Biophysical simulation of a whole human heart has been driving the forefront of mathematical modeling and computing technology. We are developing electromechanical heart models individualized to image scans of individual patients. Such heart models incorporate structural, mechanical and electrophysiological remodeling effects associated with myocardial infarction from the molecular level up to the organ level. Our goal is to use this novel computational model to elucidate how myocardial infarction influences dyssynchronous heart failure, and thereby to help doctors improve the efficacy of the current clinical treatment approach, cardiac resynchronization therapy (CRT), which is not effective for 30% of heart failure patients who receive the CRT.

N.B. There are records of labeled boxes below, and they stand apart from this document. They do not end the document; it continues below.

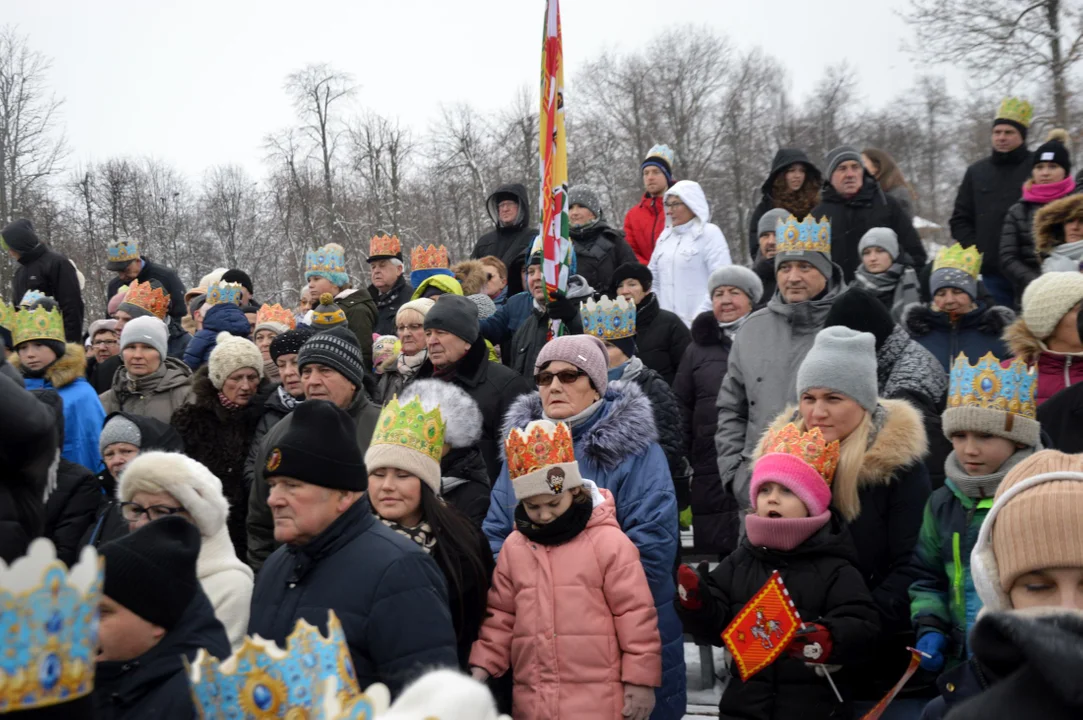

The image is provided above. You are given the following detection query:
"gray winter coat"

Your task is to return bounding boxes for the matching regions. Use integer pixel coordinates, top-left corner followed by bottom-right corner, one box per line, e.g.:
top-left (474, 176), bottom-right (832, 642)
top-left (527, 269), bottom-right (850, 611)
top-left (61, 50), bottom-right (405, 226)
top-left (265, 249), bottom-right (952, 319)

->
top-left (99, 357), bottom-right (193, 424)
top-left (715, 264), bottom-right (846, 508)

Personalized heart models were generated from patients' contrast enhanced MRI scans by extrapolating ventricular geometry over the ICD artifact region; the latter was assumed to not contain infarcted tissue while outside the artifact, tissues were classified as normal, scar, and gray zone based on pixel intensity (Fig line 1). Application of Virtual-heart Arrhythmia Prediction (VARP) protocol from 26 sites induced in silico VT, and VT analysis predicted optimal ablation targets (Fig line 2). These targets coincided with the clinical ablation lesions but were smaller. Personalized ventricular models could accurately predict non-invasively the optimal VT ablation sites where scar was not obscured by ICD artifact, and thus might be used to guide clinical ablation.